Phyllis shuddered, and patted Daisy on her lap.
‘Whadda you reckon it is?’ Clement asked.
‘Search me. Is it something from one of your games?’
He squinted hard at
the face. ‘I don’t think so. I haven’t seen anything like that in any of ’em . . .’
‘He looks like he’s warning us,’ said Phyllis. ‘Telling us no or something. The way he’s shaking his head . . .’
‘Who is it?’ Clement could feel the food in his tummy going all swirly, a bit like the mist that enveloped the man’s face.
‘I wonder,’ Phyllis said.
Clement looked at her, and she at him. Neither of them said what they were thinking.
‘Clem, switch your phone off, completely off, then turn it on again. See what happens.’

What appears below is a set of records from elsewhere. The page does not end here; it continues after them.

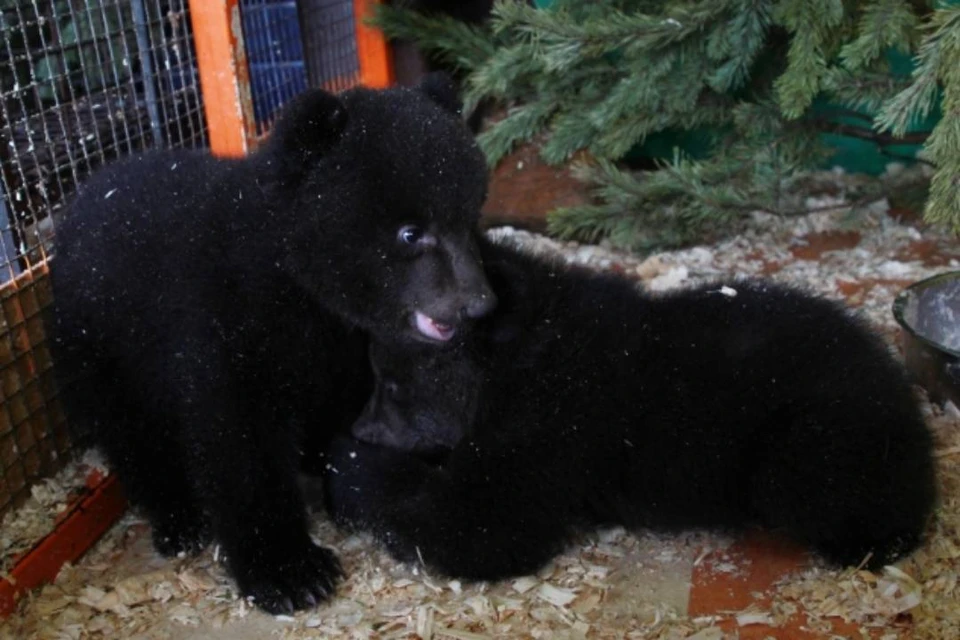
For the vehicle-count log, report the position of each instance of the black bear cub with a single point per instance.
(582, 402)
(211, 315)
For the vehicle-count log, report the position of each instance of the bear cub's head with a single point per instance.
(424, 401)
(380, 194)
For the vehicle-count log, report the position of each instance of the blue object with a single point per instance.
(271, 34)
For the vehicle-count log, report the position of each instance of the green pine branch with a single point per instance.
(603, 76)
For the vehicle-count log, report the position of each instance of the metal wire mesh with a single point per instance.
(81, 82)
(330, 43)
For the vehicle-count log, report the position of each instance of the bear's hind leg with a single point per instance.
(855, 484)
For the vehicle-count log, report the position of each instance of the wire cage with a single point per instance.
(81, 82)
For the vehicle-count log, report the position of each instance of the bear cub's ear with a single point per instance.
(441, 88)
(309, 125)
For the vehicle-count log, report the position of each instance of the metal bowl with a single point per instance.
(929, 315)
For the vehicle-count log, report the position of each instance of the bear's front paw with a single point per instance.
(299, 580)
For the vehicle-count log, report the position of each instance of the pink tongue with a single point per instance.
(433, 329)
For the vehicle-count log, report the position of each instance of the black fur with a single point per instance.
(602, 405)
(210, 314)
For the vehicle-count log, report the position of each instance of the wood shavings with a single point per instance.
(23, 527)
(555, 595)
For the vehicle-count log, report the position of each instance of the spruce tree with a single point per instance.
(759, 81)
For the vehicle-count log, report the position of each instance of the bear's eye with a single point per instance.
(410, 234)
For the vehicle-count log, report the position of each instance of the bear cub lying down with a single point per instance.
(211, 315)
(582, 402)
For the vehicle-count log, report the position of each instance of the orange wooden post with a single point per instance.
(224, 76)
(373, 52)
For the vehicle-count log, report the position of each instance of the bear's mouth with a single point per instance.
(431, 328)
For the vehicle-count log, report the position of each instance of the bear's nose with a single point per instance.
(480, 305)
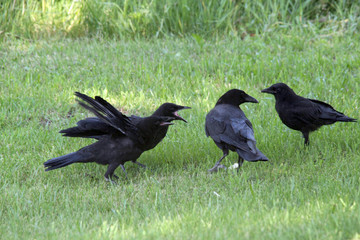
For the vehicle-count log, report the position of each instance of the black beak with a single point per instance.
(250, 99)
(268, 90)
(166, 123)
(177, 116)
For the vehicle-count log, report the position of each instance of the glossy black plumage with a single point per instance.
(228, 126)
(123, 142)
(303, 114)
(96, 128)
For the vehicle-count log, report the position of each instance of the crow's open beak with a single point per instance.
(166, 123)
(268, 90)
(251, 99)
(178, 117)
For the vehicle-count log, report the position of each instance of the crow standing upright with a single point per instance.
(228, 126)
(123, 142)
(94, 127)
(303, 114)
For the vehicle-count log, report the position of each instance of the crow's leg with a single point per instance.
(240, 162)
(140, 164)
(217, 164)
(306, 136)
(123, 168)
(110, 171)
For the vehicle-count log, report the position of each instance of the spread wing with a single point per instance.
(109, 115)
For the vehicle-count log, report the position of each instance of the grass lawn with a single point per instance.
(310, 193)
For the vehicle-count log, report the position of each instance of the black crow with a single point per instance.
(96, 128)
(123, 142)
(303, 114)
(228, 126)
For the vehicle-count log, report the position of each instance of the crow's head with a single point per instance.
(278, 89)
(170, 110)
(235, 97)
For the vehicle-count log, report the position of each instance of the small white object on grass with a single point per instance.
(218, 195)
(234, 166)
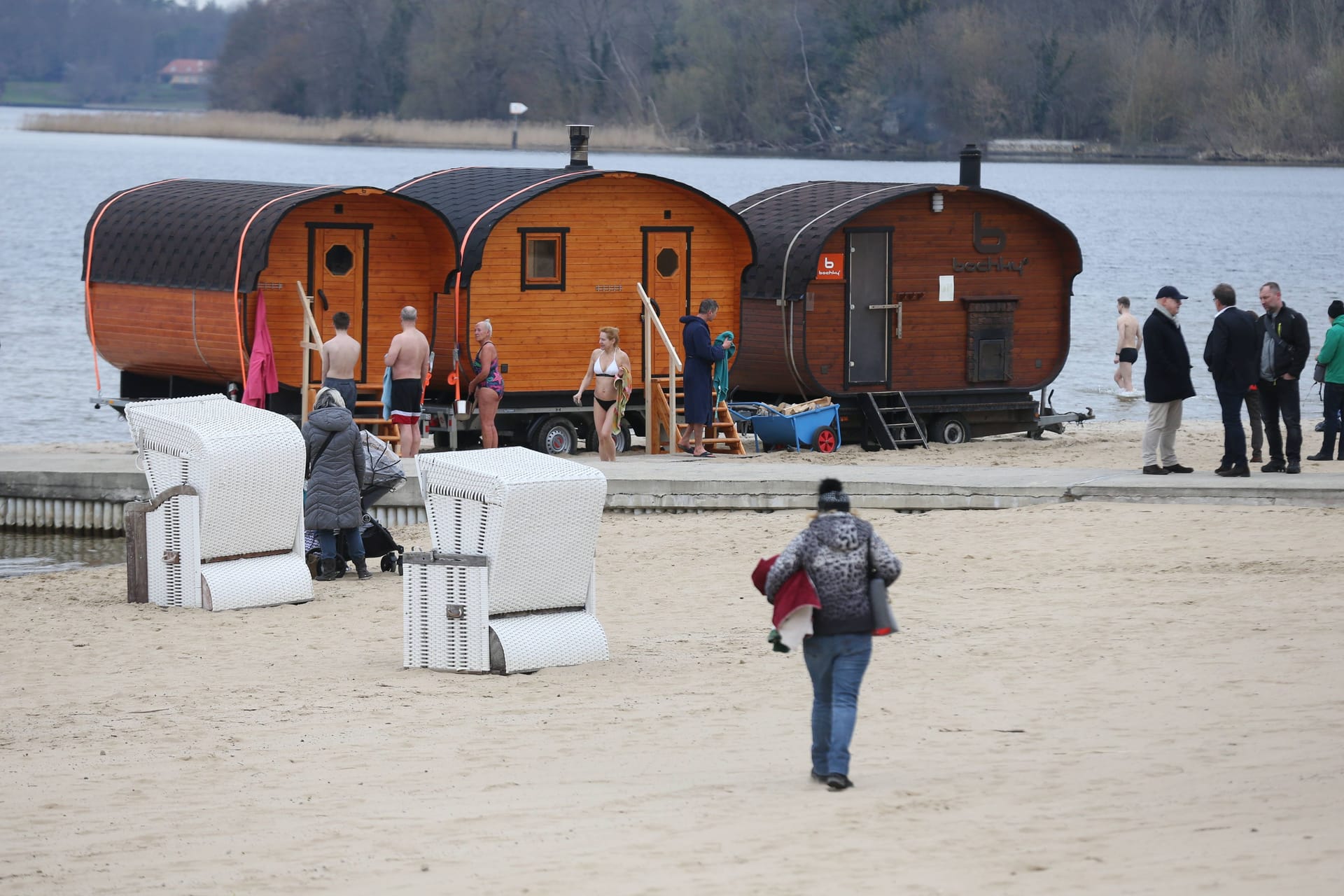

‘Okay. I just hope it doesn’t stop working. Mum’ll kill me if I’ve ruined another phone.’
He powered off the phone and they waited a minute while it started back up. All the icons appeared again, in their right places.
‘Hey, look! My photo album’s back!’
‘Open it.’
He double-tapped and it opened smoothly. ‘Great,’ he breathed. ‘They’re all there.’
He scrolled speedily through the album.
‘Ha!’ said Phyllis. ‘They sure are. Including all those pics you took of those ancient Greek statues’ bottoms on that excursion to the Art Gallery.’
‘I was bored,’ Clement said, smirking.
‘Is the man’s face still there?’
Clement scrolled down to the most recent pics in the album. When he got to the final one he opened it. ‘Nope. Look, it’s the inscription! Myrddin’s words again!’
‘Hmm,’ hmmed Phyllis.
‘That was creepsville. I hope I never see that old dude again.’
‘It was screwy, all right.’ Phyllis interlocked her fingers as she thought.
‘So,’ said Clement, after re-reading the inscription in the photo. ‘Calanais?’
She blinked. ‘But of course, Clemeleon Dude.’
‘You can stop calling me that now. That was just my Druid name. For Stonehenge.’
‘You may just need it for where we’re going,’ Phyllis told him. She deposited Daisy on the rug and stood. ‘C’mon.’ She took out her Sphere of Greater Temposity. ‘And rug up this time . . . we don’t know what the weather will be like when we get there.’